The Reform Alliance, which was inspired by Meek Mill’s recent stint in prison for a minor probation violation , hopes to free one million prisoners in five years.
The owners of the New England Patriots and Philadelphia 76ers, Robert Kraft and Michael Rubin, are co-founders.
Reform says it wants to help people who are “trapped in the system”.
The group’s “mission” is to “dramatically reduce the number of people who are unjustly under the control of the criminal justice system, starting with probation and parole”.
“To win, we will leverage our considerable resources to change laws, policies, hearts and minds,” it says.
More than six million people can currently count themselves as part of the “correctional population” of the USA – which includes people in prisons and local jails, but is mostly made up of the more than four million people on probation or parole, according to Bureau of Justice statistics.
Probation is often given as a sentence instead of time in prison and can include conditions like being on a curfew or going to rehab.
Parole is when an inmate is released early from prison with similar conditions to probation.
Meek Mill has experienced all three: probation, parole and jail.
The Reform Alliance says his case is an example of the “devastating and long-lasting effects” that can occur after one interaction with the criminal justice system.
The rapper was arrested in 2007 – he says wrongfully – for drug and gun charges, aged 19.
He was sentenced in 2009 to between 11 and 23 months in county prison, but was released on parole after five months and put on house arrest.
It was during this time he started to make his name nationally as a rapper, signing to Rick Ross’s label and releasing a string of hugely successful mixtapes.
Before long he was a platinum-selling artist.
But a parole violation for suspected cannabis use resulted in a ban on touring, and then after failing to get his travel plans approved by the court Meek was sentenced to prison again in 2014.
Examples of parole violations that can land people back in prison range from being late to appointments with parole officers or missing a curfew, to things more specific to the crime that was committed – like failing to attend an Alcoholics Anonymous meeting.
“When you talk about these so-called technical violations, it’s not technical to the kid who can never see her mum again because she showed up late for a meeting.
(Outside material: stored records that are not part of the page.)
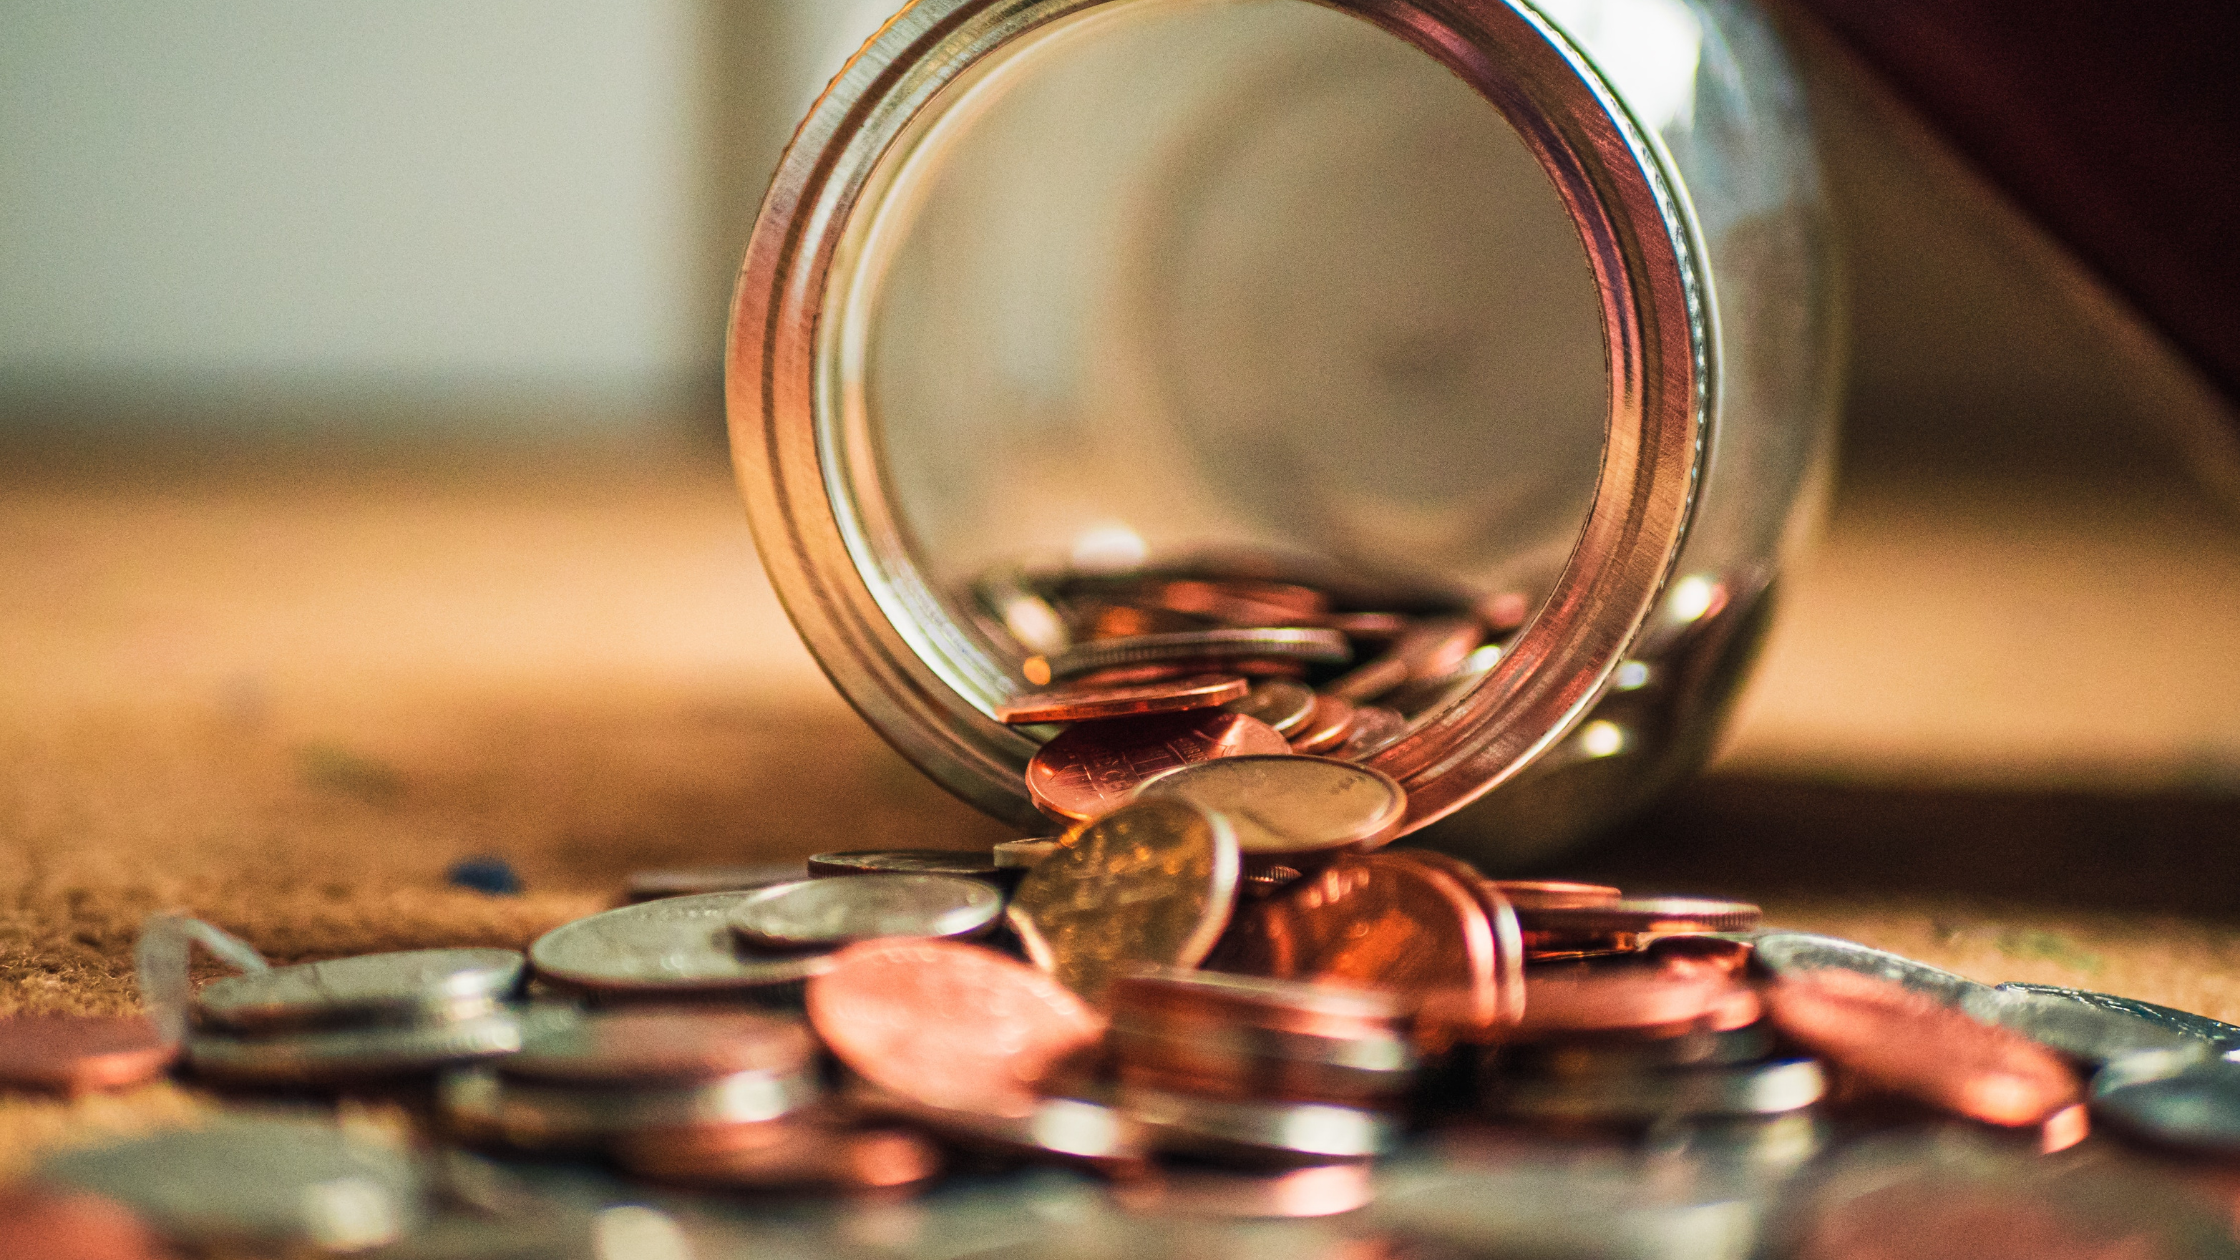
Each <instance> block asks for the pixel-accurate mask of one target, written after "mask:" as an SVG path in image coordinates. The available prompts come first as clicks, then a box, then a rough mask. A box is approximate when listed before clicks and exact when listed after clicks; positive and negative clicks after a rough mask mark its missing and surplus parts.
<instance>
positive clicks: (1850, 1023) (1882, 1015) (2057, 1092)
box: [1528, 969, 2081, 1125]
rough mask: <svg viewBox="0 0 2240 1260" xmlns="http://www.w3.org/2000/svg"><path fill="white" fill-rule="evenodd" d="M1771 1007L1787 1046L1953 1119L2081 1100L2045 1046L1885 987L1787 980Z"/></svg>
mask: <svg viewBox="0 0 2240 1260" xmlns="http://www.w3.org/2000/svg"><path fill="white" fill-rule="evenodd" d="M1765 1007H1767V1011H1765V1013H1767V1018H1772V1022H1774V1027H1776V1029H1781V1034H1783V1036H1785V1038H1790V1040H1792V1043H1796V1045H1801V1047H1805V1049H1810V1051H1812V1054H1819V1056H1821V1058H1826V1060H1830V1063H1835V1065H1837V1067H1839V1069H1841V1072H1844V1076H1846V1078H1850V1081H1859V1083H1866V1085H1870V1087H1879V1090H1886V1092H1893V1094H1904V1096H1908V1099H1917V1101H1922V1103H1929V1105H1935V1108H1942V1110H1947V1112H1953V1114H1962V1117H1969V1119H1978V1121H1987V1123H1998V1125H2036V1123H2043V1121H2045V1119H2047V1117H2052V1114H2056V1112H2061V1110H2065V1108H2072V1105H2076V1103H2079V1099H2081V1090H2079V1083H2076V1074H2074V1072H2070V1067H2068V1065H2065V1063H2061V1058H2056V1056H2054V1054H2052V1051H2047V1049H2045V1047H2041V1045H2036V1043H2032V1040H2027V1038H2023V1036H2018V1034H2012V1031H2007V1029H2003V1027H1994V1025H1985V1022H1978V1020H1973V1018H1969V1016H1964V1013H1960V1011H1956V1009H1951V1007H1944V1004H1942V1002H1938V1000H1933V998H1926V995H1922V993H1915V991H1911V989H1904V986H1900V984H1891V982H1886V980H1875V978H1870V975H1859V973H1855V971H1835V969H1828V971H1812V973H1805V975H1783V978H1779V980H1774V982H1772V984H1767V986H1765ZM1528 1018H1530V1013H1528Z"/></svg>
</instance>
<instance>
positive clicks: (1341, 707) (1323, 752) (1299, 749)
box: [1290, 695, 1353, 753]
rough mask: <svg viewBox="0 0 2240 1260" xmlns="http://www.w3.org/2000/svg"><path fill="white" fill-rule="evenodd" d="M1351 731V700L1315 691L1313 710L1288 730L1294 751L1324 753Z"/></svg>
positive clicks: (1290, 745) (1332, 748)
mask: <svg viewBox="0 0 2240 1260" xmlns="http://www.w3.org/2000/svg"><path fill="white" fill-rule="evenodd" d="M1351 731H1353V702H1351V700H1337V697H1335V695H1315V711H1313V713H1310V715H1308V717H1306V724H1301V726H1299V729H1297V731H1292V733H1290V749H1292V751H1295V753H1328V751H1333V749H1337V747H1340V744H1344V742H1346V733H1351Z"/></svg>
That’s not technical, that’s devastating for that individual child,” Reform Alliance CEO Van Jones said.
Violations over the next few years resulted in his probation period being extended – it now lasts up until 2023 – as well as the five months in prison which ended in April 2018 and birthed the #FreeMeek movement.
It’s people with a similar story to Meek’s, that have been “caught up on probation and parole”, that Reform says it wants to focus on first.
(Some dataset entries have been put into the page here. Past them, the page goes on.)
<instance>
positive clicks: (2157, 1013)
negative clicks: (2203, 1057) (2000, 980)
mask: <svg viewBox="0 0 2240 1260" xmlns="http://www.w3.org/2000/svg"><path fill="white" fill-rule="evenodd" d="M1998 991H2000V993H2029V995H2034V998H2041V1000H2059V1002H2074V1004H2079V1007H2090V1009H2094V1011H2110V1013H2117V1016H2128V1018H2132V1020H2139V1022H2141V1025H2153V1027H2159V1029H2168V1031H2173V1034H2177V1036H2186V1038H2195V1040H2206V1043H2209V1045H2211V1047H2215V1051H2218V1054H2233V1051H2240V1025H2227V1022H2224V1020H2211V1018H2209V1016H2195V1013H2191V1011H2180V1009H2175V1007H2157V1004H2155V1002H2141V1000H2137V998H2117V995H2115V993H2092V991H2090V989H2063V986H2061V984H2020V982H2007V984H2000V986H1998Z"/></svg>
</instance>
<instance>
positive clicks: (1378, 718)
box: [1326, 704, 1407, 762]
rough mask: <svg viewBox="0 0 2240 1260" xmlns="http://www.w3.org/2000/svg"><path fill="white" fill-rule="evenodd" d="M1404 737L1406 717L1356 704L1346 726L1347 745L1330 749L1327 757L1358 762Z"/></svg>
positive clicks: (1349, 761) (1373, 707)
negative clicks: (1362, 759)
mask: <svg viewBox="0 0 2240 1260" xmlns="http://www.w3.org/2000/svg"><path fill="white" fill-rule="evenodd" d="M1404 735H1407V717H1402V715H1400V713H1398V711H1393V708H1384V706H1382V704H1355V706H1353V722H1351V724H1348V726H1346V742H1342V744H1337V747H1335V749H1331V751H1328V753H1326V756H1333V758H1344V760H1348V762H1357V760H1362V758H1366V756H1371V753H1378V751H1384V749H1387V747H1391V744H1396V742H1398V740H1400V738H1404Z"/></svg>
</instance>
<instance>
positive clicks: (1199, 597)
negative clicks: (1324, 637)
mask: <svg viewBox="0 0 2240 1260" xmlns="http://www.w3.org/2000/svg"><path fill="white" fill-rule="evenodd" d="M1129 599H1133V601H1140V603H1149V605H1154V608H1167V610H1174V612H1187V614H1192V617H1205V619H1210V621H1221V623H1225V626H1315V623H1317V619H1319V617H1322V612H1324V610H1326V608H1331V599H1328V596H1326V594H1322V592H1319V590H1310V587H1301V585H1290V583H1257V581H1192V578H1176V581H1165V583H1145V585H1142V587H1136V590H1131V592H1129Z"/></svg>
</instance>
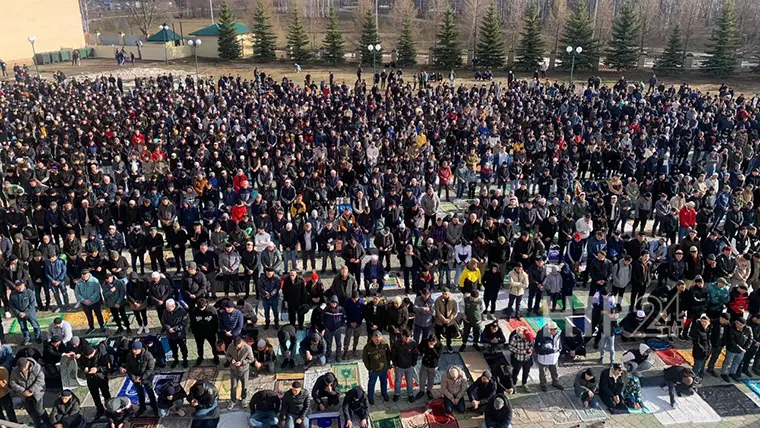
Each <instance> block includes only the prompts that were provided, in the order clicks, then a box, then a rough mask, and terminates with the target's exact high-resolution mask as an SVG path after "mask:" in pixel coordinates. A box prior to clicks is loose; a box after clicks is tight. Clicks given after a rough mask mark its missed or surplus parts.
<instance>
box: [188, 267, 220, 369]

‘If someone commits a crime they should go to jail’
“Being from the environment I’m from, I don’t even think it’s possible for you to be an angel,” Meek said as the organisation was announced in New York.
“You grow up around murder on a daily basis, you grow up in drug-infested neighbourhoods.
“And every time I started to further my life with the music industry, there was always something that brought me back to ground zero,” he said.
Pennsylvania Governor Tom Wolf, who attended the event, said he was a supporter of criminal justice reforms that are “fair, help our system work better and smarter, and save crucial taxpayer dollars while balancing public safety and victim concerns”.
Across the US, roughly a third of people on parole are black, according to Bureau of Justice statistics – something Jay-Z raised at the event.
“We want to be very clear. If someone commits a crime they should go to jail. But these things are just disproportionate and the whole world knows it,” he said.
Jay-Z has been vocal about Meek’s case, writing in the New York Times while he was imprisoned.
“On the surface, this may look like the story of yet another criminal rapper who didn’t smarten up and is back where he started,” he wrote .
“What’s happening to Meek Mill is just one example of how our criminal justice system entraps and harasses hundreds of thousands of black people every day.
“I saw this up close when I was growing up in Brooklyn during the 1970s and 1980s. Instead of a second chance, probation ends up being a land mine, with a random misstep bringing consequences greater than the crime. A person on probation can end up in jail over a technical violation like missing a curfew.”